1 tablespoon olive oil
4 garlic cloves, minced
1 large onion, chopped
1 medium red bell pepper, finely chopped
1 jalapeño pepper, finely chopped
8 ounces lean ground beef
8 ounces bulk sweet Italian sausage
1 tablespoon chili powder
1 teaspoon smoked paprika
1 teaspoon ground cumin
4 cups low sodium chicken broth
1 (14.5-ounce) can fire roasted diced tomatoes
1 (15.5-ounce) can reduced sodium red kidney beans, drained and rinsed
8 ounces elbow macaroni
3/4 teaspoon salt
1/4 teaspoon ground black pepper
1 cup shredded sharp cheddar cheese
2 scallions, thinly sliced
- Heat the oil in a Farberware 6-quart Covered Chef Pan with Helper Handle over medium-high heat.
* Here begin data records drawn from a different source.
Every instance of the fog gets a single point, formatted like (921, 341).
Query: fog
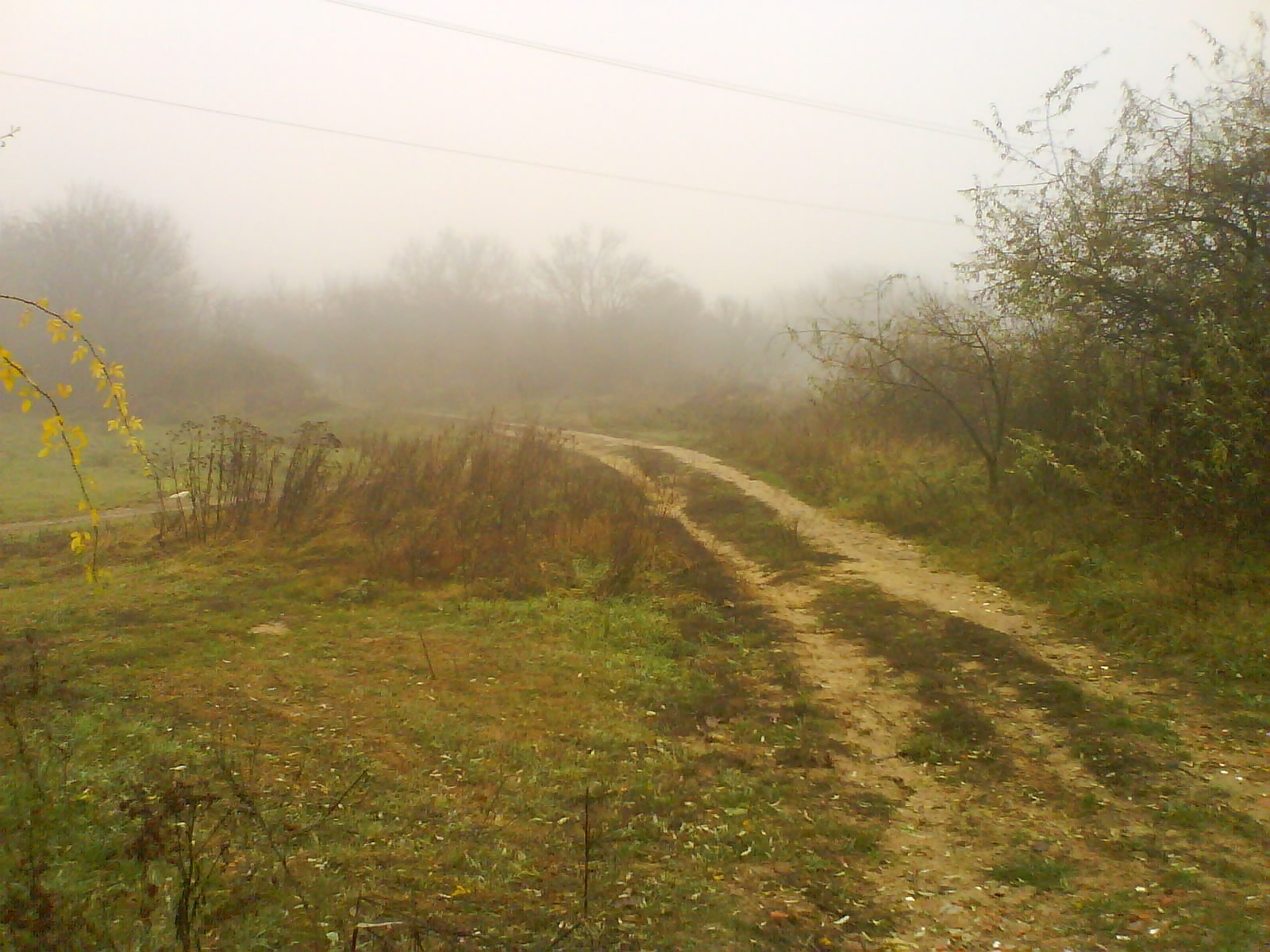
(268, 202)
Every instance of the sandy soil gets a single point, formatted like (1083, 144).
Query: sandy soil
(948, 833)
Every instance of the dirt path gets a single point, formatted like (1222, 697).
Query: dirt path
(1109, 812)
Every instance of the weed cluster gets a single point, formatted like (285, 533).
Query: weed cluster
(514, 509)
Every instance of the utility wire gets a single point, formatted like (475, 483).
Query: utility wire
(489, 156)
(670, 74)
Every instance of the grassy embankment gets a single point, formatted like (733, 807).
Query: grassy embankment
(1193, 602)
(262, 742)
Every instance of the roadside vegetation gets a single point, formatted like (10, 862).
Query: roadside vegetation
(418, 730)
(1086, 427)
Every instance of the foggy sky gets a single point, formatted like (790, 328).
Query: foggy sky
(268, 202)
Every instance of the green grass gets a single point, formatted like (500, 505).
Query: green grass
(35, 486)
(432, 755)
(1193, 606)
(1041, 873)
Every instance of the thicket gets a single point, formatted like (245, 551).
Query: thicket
(1114, 338)
(512, 508)
(460, 321)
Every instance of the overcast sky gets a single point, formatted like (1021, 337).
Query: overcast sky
(268, 201)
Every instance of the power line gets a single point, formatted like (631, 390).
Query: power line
(488, 156)
(925, 126)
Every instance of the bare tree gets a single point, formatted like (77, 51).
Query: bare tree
(591, 278)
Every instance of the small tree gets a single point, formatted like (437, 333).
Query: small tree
(56, 431)
(1147, 268)
(930, 359)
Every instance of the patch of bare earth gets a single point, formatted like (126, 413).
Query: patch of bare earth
(1045, 797)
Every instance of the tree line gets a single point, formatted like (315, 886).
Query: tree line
(1113, 333)
(452, 321)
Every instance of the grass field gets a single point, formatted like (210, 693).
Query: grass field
(36, 488)
(252, 744)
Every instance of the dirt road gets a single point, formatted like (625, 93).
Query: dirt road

Add the garlic, onion, bell pepper and jalapeño pepper; cook, stirring occasionally, until slightly softened, 4-5 minutes.
- Add the beef and sausage and cook, breaking into smaller pieces, until no longer pink, 3-4 minutes.
- Stir in the chili powder, paprika and cumin; cook 2 minutes. Add the broth, tomatoes and beans; bring to a boil and add the macaroni. Return to a simmer, reduce the heat to medium and cook until the pasta is cooked through, about 8 minutes.
- Remove from the heat and season with salt and pepper. Sprinkle the top with the cheese, cover and let stand 2-3 minutes to allow to melt. Top with the scallions and serve.